口うつしと言って、亡くなった方の霊がイタコ(盲目の女性霊媒者)の口を通して話をするというものである。

今では、上述のような巫女本来の能力に拠る力は、明治6年に施行された「巫女禁止令」によって減少し、神社に勤務しない巫女(地方によっては『ののう』という)は、多くが廃業した。
現在では神社に勤務し、神職の補助や神事における舞や神楽を奉仕することが主な仕事になってしまった。
沖縄にも「のろ」という存在があり、今でもシャーマニズムの一端を担っている。

古来、日本人は、このように神との関係は非常に密接であった。
人間は常に神と共にあったのだ。

卑弥呼なども巫女のようなシャーマニズム的な呪術師であったと言われているが、実際のところ定かではない。

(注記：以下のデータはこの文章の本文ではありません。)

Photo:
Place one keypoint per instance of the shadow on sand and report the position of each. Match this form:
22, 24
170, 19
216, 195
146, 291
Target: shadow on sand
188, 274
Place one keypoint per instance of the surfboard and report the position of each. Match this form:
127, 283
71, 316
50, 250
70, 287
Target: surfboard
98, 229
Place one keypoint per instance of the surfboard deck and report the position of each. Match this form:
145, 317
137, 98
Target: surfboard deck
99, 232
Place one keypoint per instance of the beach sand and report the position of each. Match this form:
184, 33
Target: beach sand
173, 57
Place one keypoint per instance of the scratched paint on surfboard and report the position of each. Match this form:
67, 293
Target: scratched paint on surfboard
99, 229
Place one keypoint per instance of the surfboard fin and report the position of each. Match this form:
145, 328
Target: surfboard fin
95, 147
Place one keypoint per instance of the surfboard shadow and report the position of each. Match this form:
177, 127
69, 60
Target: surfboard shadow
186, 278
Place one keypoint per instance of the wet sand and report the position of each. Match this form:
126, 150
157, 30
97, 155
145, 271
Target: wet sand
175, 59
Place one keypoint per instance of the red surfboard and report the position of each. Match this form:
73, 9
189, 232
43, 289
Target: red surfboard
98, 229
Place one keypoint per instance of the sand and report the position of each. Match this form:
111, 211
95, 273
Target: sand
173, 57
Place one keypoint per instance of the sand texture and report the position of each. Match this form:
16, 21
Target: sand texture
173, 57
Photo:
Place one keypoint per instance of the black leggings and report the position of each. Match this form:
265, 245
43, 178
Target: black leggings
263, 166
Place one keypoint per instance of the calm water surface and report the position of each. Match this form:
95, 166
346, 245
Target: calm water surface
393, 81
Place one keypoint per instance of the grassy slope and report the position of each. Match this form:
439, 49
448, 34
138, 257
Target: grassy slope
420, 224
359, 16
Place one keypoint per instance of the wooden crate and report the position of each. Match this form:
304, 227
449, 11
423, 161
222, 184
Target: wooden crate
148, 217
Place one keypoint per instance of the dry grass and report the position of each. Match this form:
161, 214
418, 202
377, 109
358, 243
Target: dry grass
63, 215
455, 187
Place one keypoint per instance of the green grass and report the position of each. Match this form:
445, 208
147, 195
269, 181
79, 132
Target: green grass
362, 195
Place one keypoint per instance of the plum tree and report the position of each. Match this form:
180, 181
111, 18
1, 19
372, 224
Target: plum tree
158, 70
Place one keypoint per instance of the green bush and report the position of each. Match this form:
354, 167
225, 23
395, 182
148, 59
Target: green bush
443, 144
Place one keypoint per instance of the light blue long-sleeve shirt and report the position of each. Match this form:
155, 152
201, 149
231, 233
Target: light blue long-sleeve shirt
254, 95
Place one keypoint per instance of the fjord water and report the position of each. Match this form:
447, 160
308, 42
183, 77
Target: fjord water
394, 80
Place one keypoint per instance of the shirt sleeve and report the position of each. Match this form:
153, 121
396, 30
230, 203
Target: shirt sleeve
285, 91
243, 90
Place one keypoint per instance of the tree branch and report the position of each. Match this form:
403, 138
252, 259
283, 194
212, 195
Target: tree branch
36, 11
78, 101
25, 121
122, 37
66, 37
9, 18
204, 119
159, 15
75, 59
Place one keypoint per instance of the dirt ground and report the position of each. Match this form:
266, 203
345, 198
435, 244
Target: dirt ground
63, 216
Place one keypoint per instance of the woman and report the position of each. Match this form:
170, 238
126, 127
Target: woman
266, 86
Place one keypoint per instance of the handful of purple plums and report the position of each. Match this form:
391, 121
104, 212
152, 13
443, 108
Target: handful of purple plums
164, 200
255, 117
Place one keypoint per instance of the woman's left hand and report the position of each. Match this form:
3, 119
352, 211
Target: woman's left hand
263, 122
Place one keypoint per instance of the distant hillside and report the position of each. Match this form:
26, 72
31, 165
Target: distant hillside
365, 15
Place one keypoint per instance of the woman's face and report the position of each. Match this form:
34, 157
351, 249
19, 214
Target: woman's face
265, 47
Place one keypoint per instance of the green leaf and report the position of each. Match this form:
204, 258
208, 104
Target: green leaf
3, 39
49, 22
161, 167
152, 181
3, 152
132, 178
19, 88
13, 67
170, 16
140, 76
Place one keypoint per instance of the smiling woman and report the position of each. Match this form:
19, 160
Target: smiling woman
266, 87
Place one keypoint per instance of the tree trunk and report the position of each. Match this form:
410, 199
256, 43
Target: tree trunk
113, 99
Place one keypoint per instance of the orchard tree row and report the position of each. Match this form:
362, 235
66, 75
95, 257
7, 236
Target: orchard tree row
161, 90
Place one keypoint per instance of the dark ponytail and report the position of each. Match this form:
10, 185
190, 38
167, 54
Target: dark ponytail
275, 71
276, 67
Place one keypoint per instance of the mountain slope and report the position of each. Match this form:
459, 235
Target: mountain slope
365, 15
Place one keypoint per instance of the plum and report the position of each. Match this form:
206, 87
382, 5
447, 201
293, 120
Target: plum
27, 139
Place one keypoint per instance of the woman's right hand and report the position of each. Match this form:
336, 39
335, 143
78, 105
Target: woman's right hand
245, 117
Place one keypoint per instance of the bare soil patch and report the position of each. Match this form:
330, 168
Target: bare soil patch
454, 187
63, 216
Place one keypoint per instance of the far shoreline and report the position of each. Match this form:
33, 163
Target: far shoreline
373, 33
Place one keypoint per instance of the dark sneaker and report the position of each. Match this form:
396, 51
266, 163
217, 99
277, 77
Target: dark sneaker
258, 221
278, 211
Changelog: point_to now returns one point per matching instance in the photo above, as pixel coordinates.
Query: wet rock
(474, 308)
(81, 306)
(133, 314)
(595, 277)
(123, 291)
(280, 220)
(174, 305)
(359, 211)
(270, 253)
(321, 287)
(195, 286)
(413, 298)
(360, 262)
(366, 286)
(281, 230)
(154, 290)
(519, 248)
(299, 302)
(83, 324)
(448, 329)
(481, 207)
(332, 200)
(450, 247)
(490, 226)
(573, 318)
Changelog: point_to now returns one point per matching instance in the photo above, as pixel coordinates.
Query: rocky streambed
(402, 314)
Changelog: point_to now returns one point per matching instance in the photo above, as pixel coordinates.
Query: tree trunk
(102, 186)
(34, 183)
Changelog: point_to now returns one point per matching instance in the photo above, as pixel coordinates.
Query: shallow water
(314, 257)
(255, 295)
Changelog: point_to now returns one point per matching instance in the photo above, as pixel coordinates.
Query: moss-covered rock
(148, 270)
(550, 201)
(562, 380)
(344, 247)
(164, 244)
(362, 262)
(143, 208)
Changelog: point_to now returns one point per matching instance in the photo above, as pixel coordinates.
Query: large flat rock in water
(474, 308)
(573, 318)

歩き巫女なる存在もあり、全国各地を歩き祈祷、託宣等を行っていた。
特に信州上田藩禰津村(現 長野県東御市祢津)には、甲斐武田氏の『くのいち』として、諸国を歩き回り情報収集も行っていたとされる。
別名をノノウといい、禰津村西町を本拠として各地を回って毎年大晦日までに帰ってきた。
明治時代初期まで続いていたそうである。